After avoiding a ticket for another couple of days, we finally made our way to the new PPA customer service office, and were reminded of just how horribly this PPA garage has held up over the years (not to say it was nice when it opened). But according to Inga Saffron, it seems that better times are ahead for this truly wretched structure which replaced dozens of handsome buildings when it was built back in the 1960s. In an article in the Inquirer last week, Saffron tells of plans from the PPA to dramatically improve this building, which currently “resembles a prison entrance.” They’ve hired a team of O’Donnell & Naccarato and Wallace Roberts & Todd to create a series of improvements to both augment the building’s facade and make the 8th Street underpass less terrifying for pedestrians.
Concepts like improved lighting, nicer materials, better retail tenants and a farmer’s market are some of the ideas being thrown around for the underpass. Whether these ideas and more will result in people willingly walking down here is certainly an open question, but we admire the effort being put into it nevertheless.
For the northern facade, look for “veils of metal mesh and glass” with screening made of glass louvers. In theory, this glass would reflect the sun during the day and the interior lighting of the garage at night. On the southern facade, plans call for a combination of metal mesh and greenery. Both additions would represent a tremendous upgrade over the building’s current appearance.
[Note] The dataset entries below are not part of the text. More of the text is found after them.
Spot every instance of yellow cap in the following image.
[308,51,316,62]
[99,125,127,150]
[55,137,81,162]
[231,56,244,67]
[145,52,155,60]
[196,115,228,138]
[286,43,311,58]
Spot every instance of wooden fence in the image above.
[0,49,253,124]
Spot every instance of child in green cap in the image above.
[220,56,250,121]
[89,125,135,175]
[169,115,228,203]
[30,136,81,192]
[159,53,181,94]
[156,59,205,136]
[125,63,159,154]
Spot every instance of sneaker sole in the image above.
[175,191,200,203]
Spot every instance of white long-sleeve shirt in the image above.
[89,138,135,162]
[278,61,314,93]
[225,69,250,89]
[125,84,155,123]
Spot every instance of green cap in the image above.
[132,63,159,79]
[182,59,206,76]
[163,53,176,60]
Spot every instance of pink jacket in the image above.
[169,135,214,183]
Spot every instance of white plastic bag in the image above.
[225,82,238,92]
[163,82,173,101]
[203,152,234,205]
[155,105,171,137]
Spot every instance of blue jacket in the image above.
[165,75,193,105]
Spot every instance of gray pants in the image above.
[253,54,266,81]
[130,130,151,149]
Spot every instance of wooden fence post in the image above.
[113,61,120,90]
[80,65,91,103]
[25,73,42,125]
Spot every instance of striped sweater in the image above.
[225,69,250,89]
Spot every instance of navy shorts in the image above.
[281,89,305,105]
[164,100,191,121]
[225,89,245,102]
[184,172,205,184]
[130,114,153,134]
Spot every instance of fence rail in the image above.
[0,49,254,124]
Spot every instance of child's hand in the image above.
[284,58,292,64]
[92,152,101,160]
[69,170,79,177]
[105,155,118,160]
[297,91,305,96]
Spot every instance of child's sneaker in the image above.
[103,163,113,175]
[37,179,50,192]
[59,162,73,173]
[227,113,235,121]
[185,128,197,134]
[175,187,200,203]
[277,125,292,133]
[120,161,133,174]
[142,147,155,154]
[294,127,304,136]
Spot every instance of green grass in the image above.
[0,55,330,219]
It’s truly wonderful to see the proceeds from our parking tickets going toward improving this prominent structure, seen by countless tourists on a daily basis. And the better news is that this only represents a first step, with the PPA talking about plans to renovate several other downtown garages in the coming years. Hopefully, this movement will pick up some momentum, and other downtown garage owners will follow their lead, improving unattractive parking garages and improving the look of Center City for decades to come.